富柏村日剩

香港で2000年02月24日から毎日綴り始めた日記ブログ 現在は身在日本

牛池灣村

fookpaktsuen2016-03-28

農暦二月二十日。耶蘇復活祭。晴。こゝ数日少しGastroenteritisのやうで悪寒あり。天気もいゝので家人と昼前に路線バスで海底潜り彩虹へ。牛池湾。地産獣による開発を未だ免れてゐる市場街。新志興至尊燒鵝大王で燒鵝飯を飰す。「至尊燒鵝大王」なんて尊大な名前だがなか/\何うして実に美味い焼鵝喰はせるから大したもの。それで早茶の點心から人夫らの昼餉のがっつり飯まで供すから食肆は商売繁盛で露天ばかりか対面の空き店舗や倉庫まで借上げ店舗増殖中。牛池湾村徘徊。トタン張り付けの苫屋ばかりのやうだが、よく見ると石造の頑強な家屋もいくつかあり。路線バスで観塘碼頭。船で北角に渡る。一旦帰宅して一ヶ月ぶりにジョギング。晩は温かい蕎麦を啜る。早寝。

▼長谷部恭男&杉田淳の時事放談(今日の朝日)が痛快に面白い。長谷部先生が図を書いて語るに

争点になり得る政策上の論点ABCがある。真央さんはそれぞれについて、Aは▲1、Bも▲1、Cについては+3と評価。樹里さん、結衣さんも同様に+と−がある。さて、「△党」がABCを全部やると言いました。△党への支持は3人とも+1になります。ところがABCについて個別に賛否を問う国民投票にかけると、すべて2対1で負けます。それなのに、ABCをパッケージにして選挙を戦い、政権をとった後でそのうちの一つだけを取り出し、これが争点だったのだ、有権者は「イエス」と言ったではないかという論法が、いったいどこまで通用するのか。

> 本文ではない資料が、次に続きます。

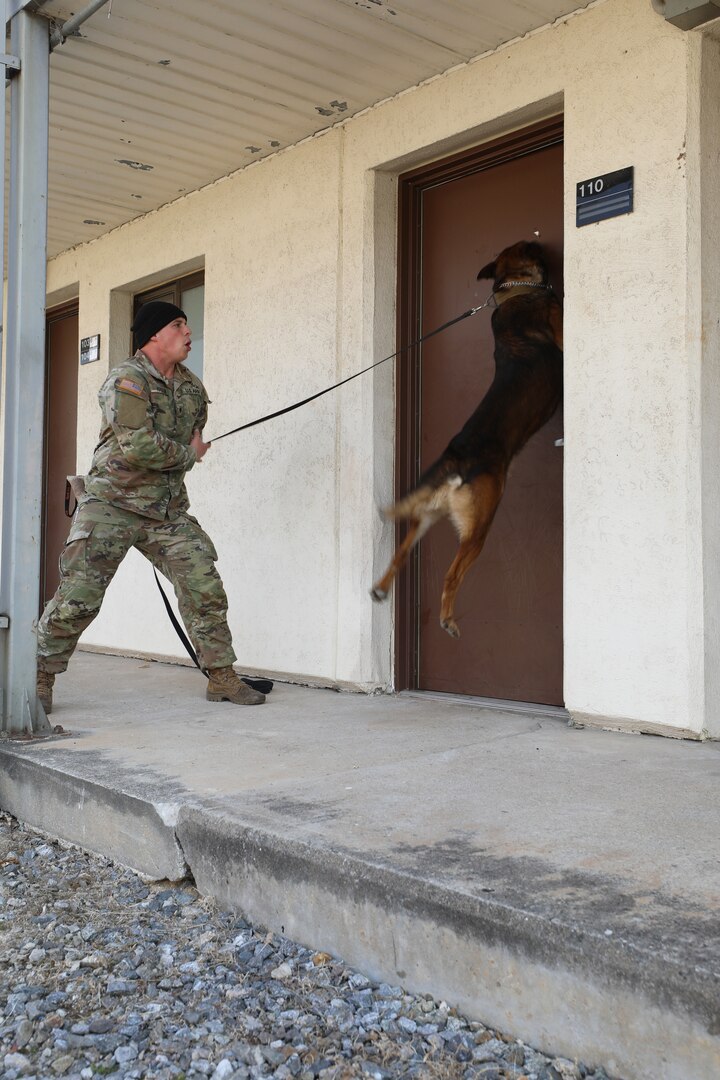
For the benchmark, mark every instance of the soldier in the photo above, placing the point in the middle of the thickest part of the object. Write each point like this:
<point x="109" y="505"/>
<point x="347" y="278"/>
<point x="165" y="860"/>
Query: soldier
<point x="153" y="414"/>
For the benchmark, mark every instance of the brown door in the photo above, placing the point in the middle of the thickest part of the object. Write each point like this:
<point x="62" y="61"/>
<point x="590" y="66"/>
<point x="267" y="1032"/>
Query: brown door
<point x="510" y="607"/>
<point x="63" y="358"/>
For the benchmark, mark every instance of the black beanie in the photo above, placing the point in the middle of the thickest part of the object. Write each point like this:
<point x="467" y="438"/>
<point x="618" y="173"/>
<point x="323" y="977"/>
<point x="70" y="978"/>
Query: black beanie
<point x="151" y="318"/>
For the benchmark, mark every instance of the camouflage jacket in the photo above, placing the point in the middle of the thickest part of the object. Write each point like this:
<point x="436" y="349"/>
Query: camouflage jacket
<point x="144" y="449"/>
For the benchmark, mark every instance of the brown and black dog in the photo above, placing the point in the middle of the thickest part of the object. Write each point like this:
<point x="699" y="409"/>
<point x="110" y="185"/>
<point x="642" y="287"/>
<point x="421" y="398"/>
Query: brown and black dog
<point x="467" y="481"/>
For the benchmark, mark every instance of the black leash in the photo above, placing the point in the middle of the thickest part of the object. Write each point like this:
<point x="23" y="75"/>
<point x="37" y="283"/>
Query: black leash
<point x="306" y="401"/>
<point x="263" y="685"/>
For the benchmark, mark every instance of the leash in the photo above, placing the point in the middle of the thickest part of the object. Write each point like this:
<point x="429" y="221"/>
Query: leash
<point x="306" y="401"/>
<point x="263" y="685"/>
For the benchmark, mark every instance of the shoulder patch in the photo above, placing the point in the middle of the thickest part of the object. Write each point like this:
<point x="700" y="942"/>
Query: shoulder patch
<point x="130" y="387"/>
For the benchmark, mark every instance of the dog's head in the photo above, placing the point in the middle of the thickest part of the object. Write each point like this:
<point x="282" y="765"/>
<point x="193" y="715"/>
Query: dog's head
<point x="521" y="261"/>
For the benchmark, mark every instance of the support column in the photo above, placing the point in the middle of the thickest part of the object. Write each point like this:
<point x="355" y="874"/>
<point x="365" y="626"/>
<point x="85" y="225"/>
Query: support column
<point x="25" y="375"/>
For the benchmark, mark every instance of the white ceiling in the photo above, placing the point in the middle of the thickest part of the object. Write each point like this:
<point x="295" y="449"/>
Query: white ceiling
<point x="159" y="97"/>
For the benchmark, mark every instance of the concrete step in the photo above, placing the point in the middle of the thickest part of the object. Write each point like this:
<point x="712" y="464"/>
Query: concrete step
<point x="558" y="883"/>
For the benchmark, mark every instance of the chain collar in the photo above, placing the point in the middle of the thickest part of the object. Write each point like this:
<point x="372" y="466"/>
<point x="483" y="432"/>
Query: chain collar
<point x="530" y="284"/>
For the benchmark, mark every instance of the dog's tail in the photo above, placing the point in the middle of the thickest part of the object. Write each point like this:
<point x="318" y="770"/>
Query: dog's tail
<point x="425" y="499"/>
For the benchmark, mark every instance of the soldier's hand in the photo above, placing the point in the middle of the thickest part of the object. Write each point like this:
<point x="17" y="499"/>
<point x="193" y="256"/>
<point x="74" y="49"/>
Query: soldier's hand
<point x="198" y="445"/>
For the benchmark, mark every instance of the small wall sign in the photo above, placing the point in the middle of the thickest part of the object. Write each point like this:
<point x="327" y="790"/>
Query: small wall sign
<point x="607" y="196"/>
<point x="90" y="349"/>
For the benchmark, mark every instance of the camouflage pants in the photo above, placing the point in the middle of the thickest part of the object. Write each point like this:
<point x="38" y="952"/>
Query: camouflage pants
<point x="99" y="539"/>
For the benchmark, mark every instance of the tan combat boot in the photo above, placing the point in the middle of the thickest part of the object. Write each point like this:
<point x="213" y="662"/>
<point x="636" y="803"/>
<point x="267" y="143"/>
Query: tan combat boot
<point x="44" y="689"/>
<point x="223" y="685"/>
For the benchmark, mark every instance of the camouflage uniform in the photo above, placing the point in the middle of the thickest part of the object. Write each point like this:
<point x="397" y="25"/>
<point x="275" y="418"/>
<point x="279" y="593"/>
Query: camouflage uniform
<point x="135" y="497"/>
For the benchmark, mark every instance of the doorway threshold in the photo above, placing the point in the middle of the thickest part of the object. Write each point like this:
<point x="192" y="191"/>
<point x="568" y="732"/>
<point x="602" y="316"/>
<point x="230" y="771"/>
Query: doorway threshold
<point x="498" y="704"/>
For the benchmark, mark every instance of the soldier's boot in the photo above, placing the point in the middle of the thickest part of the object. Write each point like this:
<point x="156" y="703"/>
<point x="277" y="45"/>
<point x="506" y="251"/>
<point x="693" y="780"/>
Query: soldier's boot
<point x="223" y="685"/>
<point x="44" y="689"/>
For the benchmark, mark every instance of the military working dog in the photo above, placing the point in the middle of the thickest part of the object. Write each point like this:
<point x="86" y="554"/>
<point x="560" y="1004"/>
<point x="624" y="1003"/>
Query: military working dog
<point x="467" y="481"/>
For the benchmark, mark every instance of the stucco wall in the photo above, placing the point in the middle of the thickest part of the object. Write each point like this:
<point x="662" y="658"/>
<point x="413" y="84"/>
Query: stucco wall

と小学生でもわかるやうに晋三の安保や改憲での詭弁を揶揄。長谷部先生の「頭の体操」はもう一つ、小選挙区制について。

9つの小選挙区があり、有権者数は各9人だとします。全人口は81人です。ある政策について国民投票をやると41人がまとまらないと過半数が取れない。ところが小選挙区制では、各選挙区で5人を獲得すれば勝てる。全体では五つの選挙区で勝てば議会の過半数を獲得できるので、5×5=25、81人中25人をまとめればいいわけです。(しかもそれは投票率100%の場合で)投票率が6割を切り、各選挙区で5人しか投票しないとしましょう。すると、各選挙区で3人まとめれば勝てる。3×5=15、81人中15人をまとめれば議会の過半数を確保できてしまう。これで、ひとつの争点に対して明確な民意が示されたと言えるかは、考えどころです。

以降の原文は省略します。